Constantine raised his left hand and, without hesitation, made a quick cut on his own palm, reopening the wound he had used for the banishment sigil. Fresh blood welled up. Then, with a brutal, tearing motion, he stabbed the razor into the empty air in front of him and pulled downward.

The sound was horrible. It wasn't a magical swoosh. It sounded like someone was tearing a thick, wet tarp... or flesh.

The air bled. A vertical line of sickly red light opened in reality. It wasn't a swirling vortex of blue or green light. It was a wound. The edges of the crack dripped a fluid that looked like clotted blood but evaporated before touching the ground. The inside of the crack wasn't black; it was a turbid, shifting grey, full of whispers and shadows that moved too fast to be seen.

A smell hit Timothy. It smelled of copper, of old roads, of rancid ozone, and of magic that had been fermenting in the darkness for too long.

"The Blood Way," Constantine said, cleaning the razor on his trousers. "It cuts through the spaces between places. It's dirty, it makes you sick, and sometimes you hear things that make you want to rip out your eardrums. But it's fast."

He grabbed the edges of the wound in the air with his bare hands and pulled, widening the opening enough for two people to pass through.

"Come on, genius," he said, nodding toward the bleeding tear. "It's time to show you how big the 'toy box' really is. And pray we don't run into what lives in the corners."

Timothy looked at the crack. Everything in his Hogwarts education screamed that this was dark magic. Everything in his scientific logic told him it was unstable. Everything in his survival instinct told him it was madness to enter an open wound in space.

But his passion... his obsession... was singing. This wasn't asking the universe for permission. This was stabbing the universe and walking through the hole. It was efficient. It was brutal. It was new.

"After you," Timothy said, his voice steady despite the tremor in his hands.

Constantine smiled, a crooked, tired grimace. "Brave. Or stupid. Probably both."

The street mage stepped forward and vanished into the grey and red wound.

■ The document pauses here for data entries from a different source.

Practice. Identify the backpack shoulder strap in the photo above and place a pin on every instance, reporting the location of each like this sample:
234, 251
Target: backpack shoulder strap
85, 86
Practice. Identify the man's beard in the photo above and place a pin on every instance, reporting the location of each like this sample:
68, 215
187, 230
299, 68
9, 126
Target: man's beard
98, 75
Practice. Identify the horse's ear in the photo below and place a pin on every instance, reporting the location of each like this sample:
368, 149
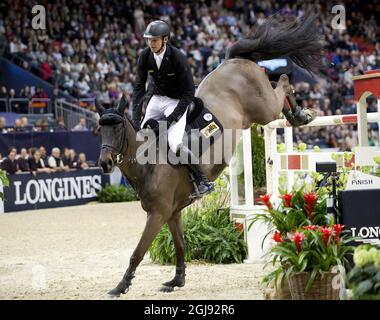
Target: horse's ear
122, 104
99, 107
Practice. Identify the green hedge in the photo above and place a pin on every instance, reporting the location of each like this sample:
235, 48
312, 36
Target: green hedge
209, 233
116, 193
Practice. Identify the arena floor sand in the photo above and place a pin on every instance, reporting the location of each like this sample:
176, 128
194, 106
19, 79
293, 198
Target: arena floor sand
82, 252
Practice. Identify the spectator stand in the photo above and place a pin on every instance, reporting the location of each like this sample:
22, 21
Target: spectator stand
72, 113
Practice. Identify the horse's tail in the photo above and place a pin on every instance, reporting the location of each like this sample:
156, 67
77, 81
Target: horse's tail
300, 41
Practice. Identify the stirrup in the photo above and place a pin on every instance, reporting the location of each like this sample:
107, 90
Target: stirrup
198, 193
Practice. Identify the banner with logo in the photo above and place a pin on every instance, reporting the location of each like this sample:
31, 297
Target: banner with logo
27, 192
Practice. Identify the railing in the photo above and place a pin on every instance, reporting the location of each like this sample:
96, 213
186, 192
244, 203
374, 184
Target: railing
31, 106
4, 105
71, 114
41, 104
291, 161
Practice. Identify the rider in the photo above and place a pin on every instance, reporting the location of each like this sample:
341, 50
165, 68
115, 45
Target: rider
173, 92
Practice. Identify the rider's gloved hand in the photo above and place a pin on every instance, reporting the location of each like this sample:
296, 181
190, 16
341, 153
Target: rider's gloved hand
153, 125
170, 120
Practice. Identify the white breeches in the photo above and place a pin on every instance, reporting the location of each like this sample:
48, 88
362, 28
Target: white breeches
160, 107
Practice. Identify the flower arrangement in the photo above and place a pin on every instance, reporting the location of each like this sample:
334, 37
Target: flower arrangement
305, 238
296, 209
364, 278
313, 249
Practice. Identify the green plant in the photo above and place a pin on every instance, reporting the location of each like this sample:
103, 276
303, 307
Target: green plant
364, 278
4, 181
313, 249
116, 193
210, 235
258, 158
296, 209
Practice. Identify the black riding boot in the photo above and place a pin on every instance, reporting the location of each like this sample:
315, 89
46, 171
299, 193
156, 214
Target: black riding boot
203, 185
295, 114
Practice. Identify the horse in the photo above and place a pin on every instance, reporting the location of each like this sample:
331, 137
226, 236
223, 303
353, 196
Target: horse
238, 93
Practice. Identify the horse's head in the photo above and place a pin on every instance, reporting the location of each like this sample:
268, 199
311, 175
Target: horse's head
113, 135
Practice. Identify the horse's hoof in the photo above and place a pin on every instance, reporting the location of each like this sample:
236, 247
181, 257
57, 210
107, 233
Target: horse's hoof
116, 292
166, 289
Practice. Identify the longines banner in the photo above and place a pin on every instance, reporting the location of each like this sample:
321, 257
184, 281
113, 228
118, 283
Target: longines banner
26, 192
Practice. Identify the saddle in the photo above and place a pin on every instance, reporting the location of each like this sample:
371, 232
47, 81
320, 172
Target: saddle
202, 127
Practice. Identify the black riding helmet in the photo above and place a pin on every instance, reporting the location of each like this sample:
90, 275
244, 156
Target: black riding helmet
157, 29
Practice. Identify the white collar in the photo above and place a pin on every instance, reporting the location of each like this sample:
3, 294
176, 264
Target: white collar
161, 54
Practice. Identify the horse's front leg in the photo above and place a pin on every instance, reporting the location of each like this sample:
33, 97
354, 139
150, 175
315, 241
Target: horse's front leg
153, 225
176, 229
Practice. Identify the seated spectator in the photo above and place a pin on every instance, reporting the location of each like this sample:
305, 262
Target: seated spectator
22, 160
73, 157
82, 163
17, 127
67, 161
3, 128
81, 126
36, 164
25, 93
55, 162
43, 155
9, 164
60, 126
25, 125
3, 95
42, 125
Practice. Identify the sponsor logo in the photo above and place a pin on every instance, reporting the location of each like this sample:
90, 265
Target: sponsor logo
57, 189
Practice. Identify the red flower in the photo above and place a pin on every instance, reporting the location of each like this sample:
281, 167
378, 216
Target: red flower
337, 231
313, 227
310, 200
277, 237
287, 199
297, 238
326, 233
265, 200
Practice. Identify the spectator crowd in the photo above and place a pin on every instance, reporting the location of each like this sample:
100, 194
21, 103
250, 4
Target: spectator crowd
36, 160
90, 48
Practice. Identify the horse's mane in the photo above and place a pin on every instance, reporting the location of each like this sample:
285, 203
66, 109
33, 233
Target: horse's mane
299, 40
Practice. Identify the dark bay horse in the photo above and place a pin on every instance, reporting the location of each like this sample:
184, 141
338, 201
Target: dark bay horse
239, 94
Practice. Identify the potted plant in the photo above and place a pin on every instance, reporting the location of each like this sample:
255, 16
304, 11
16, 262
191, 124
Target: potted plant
310, 259
364, 278
307, 243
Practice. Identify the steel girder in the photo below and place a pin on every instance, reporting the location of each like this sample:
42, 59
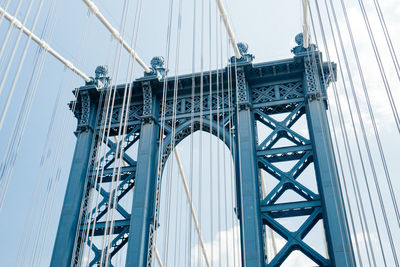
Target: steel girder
259, 92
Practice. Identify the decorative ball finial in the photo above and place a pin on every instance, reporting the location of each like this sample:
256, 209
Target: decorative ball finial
299, 39
243, 47
101, 71
157, 62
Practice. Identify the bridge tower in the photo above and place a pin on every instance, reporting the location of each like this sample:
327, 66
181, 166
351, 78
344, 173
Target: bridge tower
292, 88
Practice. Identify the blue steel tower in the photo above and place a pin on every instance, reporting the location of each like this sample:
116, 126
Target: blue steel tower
292, 88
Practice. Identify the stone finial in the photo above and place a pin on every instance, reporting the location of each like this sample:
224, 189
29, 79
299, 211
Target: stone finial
157, 62
243, 48
101, 71
300, 48
157, 66
102, 79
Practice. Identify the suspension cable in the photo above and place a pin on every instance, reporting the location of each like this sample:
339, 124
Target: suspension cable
189, 199
116, 34
228, 28
16, 23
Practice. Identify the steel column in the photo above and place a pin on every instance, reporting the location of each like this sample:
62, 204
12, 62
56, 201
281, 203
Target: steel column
144, 191
67, 228
335, 223
248, 180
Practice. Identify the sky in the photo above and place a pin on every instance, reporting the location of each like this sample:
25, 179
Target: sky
30, 212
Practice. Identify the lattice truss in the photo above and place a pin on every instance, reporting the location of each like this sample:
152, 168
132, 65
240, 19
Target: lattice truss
104, 167
284, 153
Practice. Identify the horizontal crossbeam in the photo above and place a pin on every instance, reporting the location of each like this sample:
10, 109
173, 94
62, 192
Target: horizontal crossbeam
293, 209
119, 226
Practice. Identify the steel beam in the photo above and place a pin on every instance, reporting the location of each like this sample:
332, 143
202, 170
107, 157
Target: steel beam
337, 231
248, 181
68, 225
144, 192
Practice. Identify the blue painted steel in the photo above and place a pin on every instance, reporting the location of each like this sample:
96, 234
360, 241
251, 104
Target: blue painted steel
248, 180
68, 225
338, 235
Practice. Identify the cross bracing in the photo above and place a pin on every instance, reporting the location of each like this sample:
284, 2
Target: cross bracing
280, 99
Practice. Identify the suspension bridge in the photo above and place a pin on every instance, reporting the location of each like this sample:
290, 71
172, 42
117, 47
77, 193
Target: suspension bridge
199, 133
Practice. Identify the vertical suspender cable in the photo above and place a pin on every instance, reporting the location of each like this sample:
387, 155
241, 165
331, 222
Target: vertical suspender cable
228, 28
196, 223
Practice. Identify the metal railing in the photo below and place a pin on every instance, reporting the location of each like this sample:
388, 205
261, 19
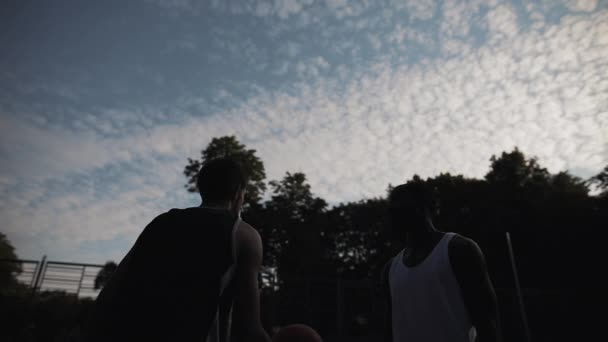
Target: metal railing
69, 277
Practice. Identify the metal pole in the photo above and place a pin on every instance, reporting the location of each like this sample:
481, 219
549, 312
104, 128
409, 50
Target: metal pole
80, 281
339, 299
517, 288
39, 273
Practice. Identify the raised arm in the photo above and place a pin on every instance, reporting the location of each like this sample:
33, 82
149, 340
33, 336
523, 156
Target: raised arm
468, 263
247, 325
388, 314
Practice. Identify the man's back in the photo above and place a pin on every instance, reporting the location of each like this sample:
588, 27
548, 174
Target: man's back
168, 285
427, 304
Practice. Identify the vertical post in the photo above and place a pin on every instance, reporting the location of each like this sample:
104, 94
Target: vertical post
518, 289
40, 269
35, 275
339, 308
80, 281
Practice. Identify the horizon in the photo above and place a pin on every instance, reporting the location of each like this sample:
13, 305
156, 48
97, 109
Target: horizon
102, 104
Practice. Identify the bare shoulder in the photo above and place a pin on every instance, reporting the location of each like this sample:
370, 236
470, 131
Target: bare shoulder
465, 253
249, 242
462, 244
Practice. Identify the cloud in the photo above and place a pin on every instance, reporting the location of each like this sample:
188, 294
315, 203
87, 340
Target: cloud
582, 5
76, 188
502, 23
420, 9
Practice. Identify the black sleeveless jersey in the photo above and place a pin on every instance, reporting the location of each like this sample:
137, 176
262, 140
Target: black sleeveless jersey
168, 286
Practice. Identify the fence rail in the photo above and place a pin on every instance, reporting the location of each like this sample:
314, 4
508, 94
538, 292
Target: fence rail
46, 275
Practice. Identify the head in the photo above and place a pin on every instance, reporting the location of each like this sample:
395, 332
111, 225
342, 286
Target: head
221, 182
412, 206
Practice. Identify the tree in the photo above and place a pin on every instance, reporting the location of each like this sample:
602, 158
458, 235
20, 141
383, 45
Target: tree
229, 146
292, 227
513, 170
10, 268
105, 274
601, 182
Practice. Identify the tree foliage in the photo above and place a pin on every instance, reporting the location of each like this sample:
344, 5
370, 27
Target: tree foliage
9, 267
105, 274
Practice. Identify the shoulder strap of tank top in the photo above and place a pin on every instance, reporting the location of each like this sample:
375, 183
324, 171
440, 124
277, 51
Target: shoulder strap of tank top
233, 241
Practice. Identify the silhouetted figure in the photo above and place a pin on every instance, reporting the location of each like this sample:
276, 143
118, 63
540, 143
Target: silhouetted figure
437, 287
191, 274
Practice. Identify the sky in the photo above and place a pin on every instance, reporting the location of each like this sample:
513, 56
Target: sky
102, 102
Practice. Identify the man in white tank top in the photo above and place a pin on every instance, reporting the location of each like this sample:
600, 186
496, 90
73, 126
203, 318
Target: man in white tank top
438, 288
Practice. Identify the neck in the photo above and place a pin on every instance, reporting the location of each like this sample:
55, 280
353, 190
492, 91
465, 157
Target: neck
422, 234
224, 206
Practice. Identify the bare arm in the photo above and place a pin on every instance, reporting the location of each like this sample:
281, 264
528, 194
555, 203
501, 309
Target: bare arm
246, 315
468, 263
388, 322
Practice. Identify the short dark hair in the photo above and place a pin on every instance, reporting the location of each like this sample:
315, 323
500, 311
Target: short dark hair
220, 179
414, 194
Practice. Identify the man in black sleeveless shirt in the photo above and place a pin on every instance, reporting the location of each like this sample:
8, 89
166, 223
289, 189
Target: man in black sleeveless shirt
191, 274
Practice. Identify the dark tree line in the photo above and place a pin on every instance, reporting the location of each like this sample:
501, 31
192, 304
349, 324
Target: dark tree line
554, 222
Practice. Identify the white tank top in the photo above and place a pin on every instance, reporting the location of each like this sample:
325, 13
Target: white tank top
427, 305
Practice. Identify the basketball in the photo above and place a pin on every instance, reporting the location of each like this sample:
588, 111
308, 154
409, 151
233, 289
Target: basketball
297, 333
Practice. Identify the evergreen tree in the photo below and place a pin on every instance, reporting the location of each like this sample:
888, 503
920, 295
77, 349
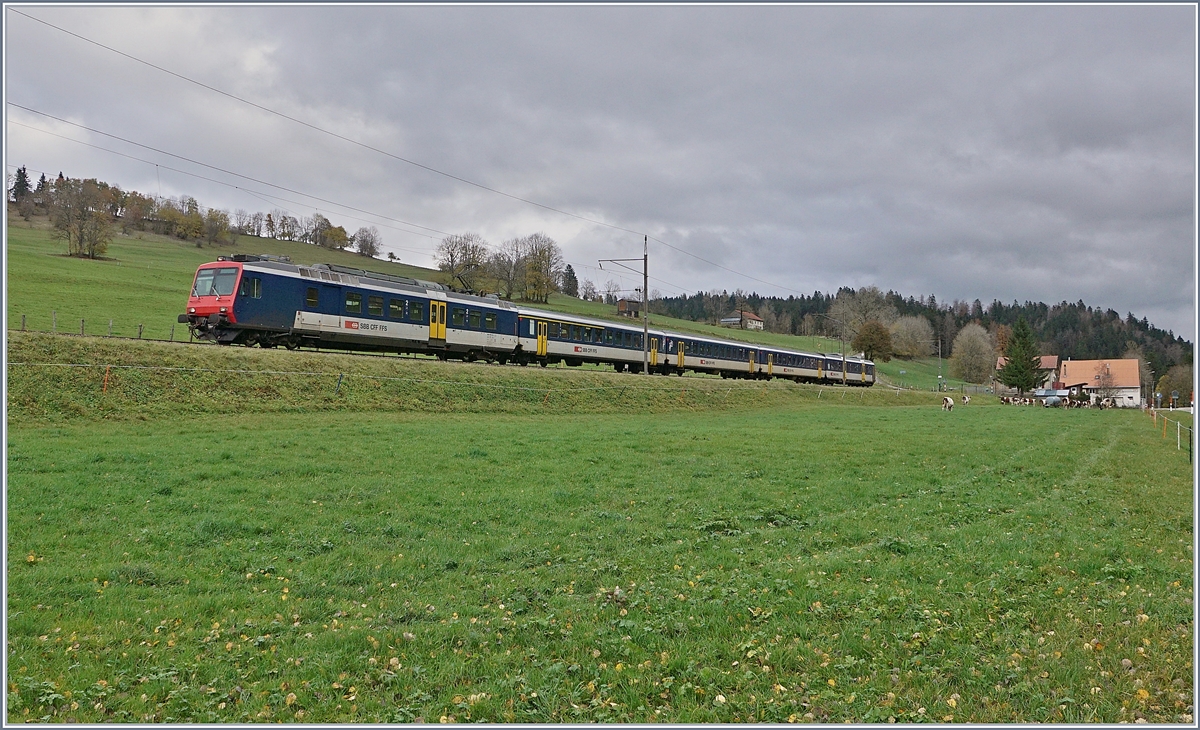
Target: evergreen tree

Timothy stood alone in the Liverpool alley for a second. He looked back, toward where the wrecked pub lay in silence. He looked up at the sky, imagining Hogwarts castle far to the north, with its safe libraries, its warm dinners, and the girl he had left crying on the platform.

That world was over.

He took a deep breath, savoring the dirty, magical air. And he stepped forward. He crossed the threshold, feeling a cold, viscous sensation, like passing through an oily membrane.

Behind him, the wound in reality closed with a wet, final sound, leaving the alley empty and erasing the last trace of Timothy Hunter from the Earth he knew. The true journey had just begun.